The Mooch is on fire. For the past few weeks, former White House Communications Director Anthony Scaramucci has hyped the launch of his independent media platform, “The Scaramucci Post,” with a string of bizarre publicity stunts. Last week, just days before his divorce hearing with estranged wife Deidre Ball, Scaramucci announced over Twitter that the outlet would function as a “center lane in a two-lane highway” with “data-dependent arguments about policy” and a “rationalization of what’s going on in the media.”
The Scaramucci Post has since promoted emoji-heavy tweets and surveys about which reporters to follow on social media, leaving many to surmise that the Mooch is playing an elaborate prank on Washington.
“At first I was taken in by all the Twitter polls he was doing,” said Daily Caller scribe Betsy Rothstein, one of several reporters The Scaramucci Post promoted. “But as it went on and on, I got bored.

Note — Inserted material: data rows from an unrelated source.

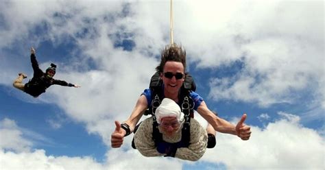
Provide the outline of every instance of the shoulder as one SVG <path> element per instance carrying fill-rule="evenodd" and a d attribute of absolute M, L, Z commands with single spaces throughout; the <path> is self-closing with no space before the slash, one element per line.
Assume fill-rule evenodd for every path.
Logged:
<path fill-rule="evenodd" d="M 150 88 L 147 88 L 143 90 L 143 92 L 141 93 L 141 95 L 144 95 L 145 98 L 147 99 L 147 103 L 148 104 L 147 107 L 149 108 L 149 106 L 152 103 L 152 90 Z"/>
<path fill-rule="evenodd" d="M 201 124 L 195 119 L 191 118 L 190 121 L 191 125 L 191 134 L 202 134 L 204 131 L 205 132 L 205 129 L 201 125 Z"/>
<path fill-rule="evenodd" d="M 197 108 L 201 105 L 201 103 L 204 101 L 204 99 L 201 96 L 199 95 L 199 94 L 193 91 L 191 91 L 189 95 L 194 102 L 194 110 L 197 110 Z"/>
<path fill-rule="evenodd" d="M 140 124 L 139 130 L 136 131 L 136 133 L 138 132 L 145 132 L 145 134 L 152 133 L 153 122 L 154 121 L 152 117 L 145 119 L 141 122 L 141 124 Z"/>

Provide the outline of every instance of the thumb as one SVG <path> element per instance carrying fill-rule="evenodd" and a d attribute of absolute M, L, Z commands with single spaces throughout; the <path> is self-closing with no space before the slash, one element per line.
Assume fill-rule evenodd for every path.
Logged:
<path fill-rule="evenodd" d="M 247 117 L 247 114 L 245 113 L 244 113 L 243 114 L 243 116 L 241 116 L 241 120 L 238 122 L 237 125 L 242 125 L 245 121 L 245 120 L 246 120 L 246 117 Z"/>
<path fill-rule="evenodd" d="M 121 133 L 121 123 L 118 121 L 115 121 L 115 131 Z"/>

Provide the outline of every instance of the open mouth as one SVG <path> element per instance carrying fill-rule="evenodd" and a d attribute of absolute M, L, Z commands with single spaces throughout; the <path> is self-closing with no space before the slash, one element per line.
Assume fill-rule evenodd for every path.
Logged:
<path fill-rule="evenodd" d="M 176 87 L 177 85 L 176 84 L 169 84 L 169 86 L 171 87 Z"/>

For someone who claims to be so straightforward and honest, why not be honest with us about what this is or isn’t? Is he really hiring people? Is this a pro-Trump site or a real news site?”
After covering the ex comms director’s rumored romance with Fox News’ Kimberly Guilfoyle, Rothstein was allegedly threatened by Scaramucci’s publicist Howard Bragman. Bragman, who previously managed Monica Lewinsky’s PR and wrote Where’s My Fifteen Minutes?, sent the reporter a threatening email comparing her to Holocaust founder Otto Adolf Eichmann.

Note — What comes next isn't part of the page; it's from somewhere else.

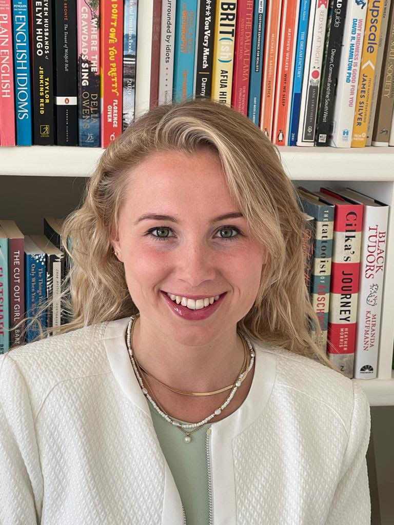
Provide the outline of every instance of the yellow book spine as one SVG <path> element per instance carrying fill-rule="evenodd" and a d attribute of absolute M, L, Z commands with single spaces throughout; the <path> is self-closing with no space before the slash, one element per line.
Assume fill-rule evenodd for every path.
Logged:
<path fill-rule="evenodd" d="M 374 78 L 379 47 L 384 0 L 369 0 L 362 43 L 357 98 L 353 121 L 352 148 L 364 148 L 367 142 L 369 113 L 372 105 Z M 380 72 L 378 71 L 379 75 Z"/>
<path fill-rule="evenodd" d="M 237 0 L 216 3 L 211 98 L 228 106 L 231 105 L 236 10 Z"/>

On Monday, Scaramucci answered questions over Twitter in anticipation to the outlet’s official launch party at Manhattan’s Hunt and Fish Club (of which he is a co-owner). The tongue-and-cheek banter struck an awkward chord amid national sorrow over the Las Vegas shooting that occurred Sunday evening.
“Are you wearing Kevlar?” one viewer asked in reference to a tourniquet the ex-SkyBridge Capital founder wore.
“This is ice compression technology.”
Although we will have a better idea of whether or not The Scaramucci Post is intended as satire following tonight’s launch party, the Mooch’s screwball relevancy is likely to continue bombarding the Internet. Or, in Rothstein’s words: “If it’s real, he should do what he knows how to do best: entertain.”